Camping auf den Lofoten:

  • Campingplätze öffnen erst im Laufe des Mais, viele haben zu
  • sie haben fast alle warme Aufenthaltsräume (sehr sinnvoll) und Kochgelegenheiten
  • WLAN ist fast überall vorhanden und kostenfrei
  • Warme Duschen sind teuer (bei dem Wetter aber egal)
  • Wild campen ist schwieriger als man denkt, zumindest zu der Jahreszeit. Eine Fläche, die einigermaßen eben, wenig matschig und nicht von Felsen durchsetzt ist, ist manchmal schwer zu finden, die Hangfüße stehen unter Wasser, weiter oben liegt Schnee.
  • Verkehr:

  • Der Nahverkehr ist lückenhaft und eher auf Schulbusse ausgerichtet, außerhalb der Werktage oder in den Ferien geht oft gar nichts
  • Der Lofotenexpress (Bus) fährt mehrfach täglich die E10 entlang, damit kommt man schnell vorwärts.
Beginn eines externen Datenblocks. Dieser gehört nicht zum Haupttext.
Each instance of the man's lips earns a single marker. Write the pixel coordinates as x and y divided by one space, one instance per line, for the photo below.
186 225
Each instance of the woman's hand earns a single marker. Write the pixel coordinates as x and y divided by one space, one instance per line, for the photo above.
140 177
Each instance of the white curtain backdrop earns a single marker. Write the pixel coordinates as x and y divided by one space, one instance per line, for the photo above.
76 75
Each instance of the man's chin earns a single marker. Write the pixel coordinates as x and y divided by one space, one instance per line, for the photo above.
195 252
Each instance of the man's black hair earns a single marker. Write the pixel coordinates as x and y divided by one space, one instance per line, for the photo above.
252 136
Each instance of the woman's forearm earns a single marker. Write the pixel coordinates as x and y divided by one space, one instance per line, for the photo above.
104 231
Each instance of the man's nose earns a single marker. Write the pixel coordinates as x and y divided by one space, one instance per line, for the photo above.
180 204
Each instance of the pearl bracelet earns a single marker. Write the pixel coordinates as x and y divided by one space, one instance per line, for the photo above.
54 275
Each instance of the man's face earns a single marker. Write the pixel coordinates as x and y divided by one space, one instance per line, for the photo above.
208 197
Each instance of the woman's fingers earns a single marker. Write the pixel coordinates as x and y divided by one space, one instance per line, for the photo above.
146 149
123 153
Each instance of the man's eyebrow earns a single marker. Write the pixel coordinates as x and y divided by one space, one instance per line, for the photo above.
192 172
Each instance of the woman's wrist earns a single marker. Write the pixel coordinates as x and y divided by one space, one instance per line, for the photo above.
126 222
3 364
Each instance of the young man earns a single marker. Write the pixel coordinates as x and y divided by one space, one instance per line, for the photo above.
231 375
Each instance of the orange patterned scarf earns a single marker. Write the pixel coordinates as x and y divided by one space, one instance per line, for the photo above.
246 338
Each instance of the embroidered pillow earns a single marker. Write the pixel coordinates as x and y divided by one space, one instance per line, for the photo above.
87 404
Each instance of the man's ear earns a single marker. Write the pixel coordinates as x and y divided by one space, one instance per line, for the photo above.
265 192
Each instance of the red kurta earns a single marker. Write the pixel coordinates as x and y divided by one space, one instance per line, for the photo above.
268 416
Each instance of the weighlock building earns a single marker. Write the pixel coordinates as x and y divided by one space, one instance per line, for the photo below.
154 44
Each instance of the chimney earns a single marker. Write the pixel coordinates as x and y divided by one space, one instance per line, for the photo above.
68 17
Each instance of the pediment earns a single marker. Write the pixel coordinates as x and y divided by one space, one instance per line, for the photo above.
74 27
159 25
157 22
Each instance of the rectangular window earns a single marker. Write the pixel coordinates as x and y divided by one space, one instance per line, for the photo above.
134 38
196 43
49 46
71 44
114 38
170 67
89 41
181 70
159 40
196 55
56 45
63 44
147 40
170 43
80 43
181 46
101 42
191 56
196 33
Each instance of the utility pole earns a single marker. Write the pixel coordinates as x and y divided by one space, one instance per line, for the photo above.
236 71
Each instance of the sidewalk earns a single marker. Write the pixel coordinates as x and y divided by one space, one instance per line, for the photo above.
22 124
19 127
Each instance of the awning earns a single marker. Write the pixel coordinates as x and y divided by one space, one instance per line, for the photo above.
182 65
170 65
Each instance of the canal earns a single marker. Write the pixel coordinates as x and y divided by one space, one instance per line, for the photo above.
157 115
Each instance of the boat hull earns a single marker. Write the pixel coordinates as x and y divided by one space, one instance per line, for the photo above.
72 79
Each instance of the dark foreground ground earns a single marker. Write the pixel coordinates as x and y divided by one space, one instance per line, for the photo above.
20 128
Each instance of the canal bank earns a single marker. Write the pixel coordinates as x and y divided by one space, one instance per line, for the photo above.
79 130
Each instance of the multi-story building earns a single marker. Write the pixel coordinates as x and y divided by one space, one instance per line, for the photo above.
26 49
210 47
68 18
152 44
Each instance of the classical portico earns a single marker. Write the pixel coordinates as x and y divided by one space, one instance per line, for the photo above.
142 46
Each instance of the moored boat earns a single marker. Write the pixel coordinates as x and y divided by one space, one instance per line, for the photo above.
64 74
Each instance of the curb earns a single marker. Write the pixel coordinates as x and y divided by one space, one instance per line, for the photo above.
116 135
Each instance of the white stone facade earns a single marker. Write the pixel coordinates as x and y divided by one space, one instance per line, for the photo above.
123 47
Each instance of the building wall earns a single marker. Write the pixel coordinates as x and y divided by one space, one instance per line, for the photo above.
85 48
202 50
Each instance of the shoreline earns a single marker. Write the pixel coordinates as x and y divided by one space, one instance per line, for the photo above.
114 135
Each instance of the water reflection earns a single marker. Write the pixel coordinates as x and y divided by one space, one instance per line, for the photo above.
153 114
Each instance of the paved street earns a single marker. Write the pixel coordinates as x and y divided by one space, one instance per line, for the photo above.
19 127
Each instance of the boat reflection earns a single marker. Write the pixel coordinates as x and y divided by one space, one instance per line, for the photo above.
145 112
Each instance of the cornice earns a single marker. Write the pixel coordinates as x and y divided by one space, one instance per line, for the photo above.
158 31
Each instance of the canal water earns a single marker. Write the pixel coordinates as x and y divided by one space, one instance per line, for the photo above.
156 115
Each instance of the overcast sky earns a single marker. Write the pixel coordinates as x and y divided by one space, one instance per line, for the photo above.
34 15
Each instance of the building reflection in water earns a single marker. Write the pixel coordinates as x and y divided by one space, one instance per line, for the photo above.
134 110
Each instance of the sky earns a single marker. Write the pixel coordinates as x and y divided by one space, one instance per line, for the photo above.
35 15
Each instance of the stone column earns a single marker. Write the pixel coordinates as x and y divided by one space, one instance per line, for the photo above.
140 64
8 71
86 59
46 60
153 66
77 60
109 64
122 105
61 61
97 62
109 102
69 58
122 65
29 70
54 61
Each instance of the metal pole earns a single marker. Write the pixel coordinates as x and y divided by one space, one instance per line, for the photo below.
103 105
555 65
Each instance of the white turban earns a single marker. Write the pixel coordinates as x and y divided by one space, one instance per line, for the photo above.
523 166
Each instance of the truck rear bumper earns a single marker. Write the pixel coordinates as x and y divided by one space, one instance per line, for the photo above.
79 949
Und er war IMMER pünktlich!
  • Trampen ist nicht einfach, es dauert, obwohl die Norweger insgesamt extrem hilfsbereit sind
  • Unterkünfte:
    Neben Zeltplätzen, die meistens auch Hütten vermieten, gibt es die Rorbuer und Sjøhus.
    Bei unserer Art zu Reisen war kaum Vorausplanung nötig, zumindest nicht in der Nebensaison. Alle Probleme, war Vorankommen, Unterkünfte oder Fähren anging, haben sich von selbst in Luft aufgelöst, oft auf kreative Weise.